During the debate a few persons called in the station and shared their views. A school teacher observed that it was very challenging to introduce mandarin at school for small children. The main language remained French, Spanish and German.

Do comment with your experience and thoughts!

I look forward to hearing from you

Veronique

2 comments:

Bill Chapman said...

My view is that learning any language is worth doing, although life is simply too short to learn them all. Chris Bryant was right to ask which language we are teaching and why. However his suggestions have limited value. Learn Mandarin, and you’re tongue –tied in Japan. Learn Portuguese and you can’t even ask for a loaf of bread in Germany. Learn Arabic and you are reduced to miming in Russia. The obvious solution would be to make wider use of Esperanto.
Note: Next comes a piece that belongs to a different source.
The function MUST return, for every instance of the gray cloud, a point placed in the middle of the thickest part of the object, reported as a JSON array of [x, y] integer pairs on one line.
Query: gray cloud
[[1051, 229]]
Esperanto hasn't yet gained the recognition it deserves. However, all things considered, it has actually done amazingly well. In just over 120 years, it has managed to grow from a drawing-board project with just one speaker in one country to a complete and living natural language with around 2,000,000 speakers in over 120 countries and a rich literature and cosmopolitan culture, with little or no official backing and even bouts of persecution. It hasn't taken the world by storm - yet - but it's slowly but surely moving in that direction, with the Internet giving it a significant boost in recent years.

Brian Barker said...

Chris Bryant raises the question on which language should be taught in British schools.

I see that President Obama wants everyone to learn another language, however which one should it be?

The British learn French, the Australians study Japanese, and the Americans prefer Spanish. Yet this leaves Russian, Mandarin Chinese and Arabic, out of the equation.

It is time to move forward and discuss the subject of a common international language, taught worldwide, in all schools and in all nations. As a native English speaker, my vote is for Esperanto.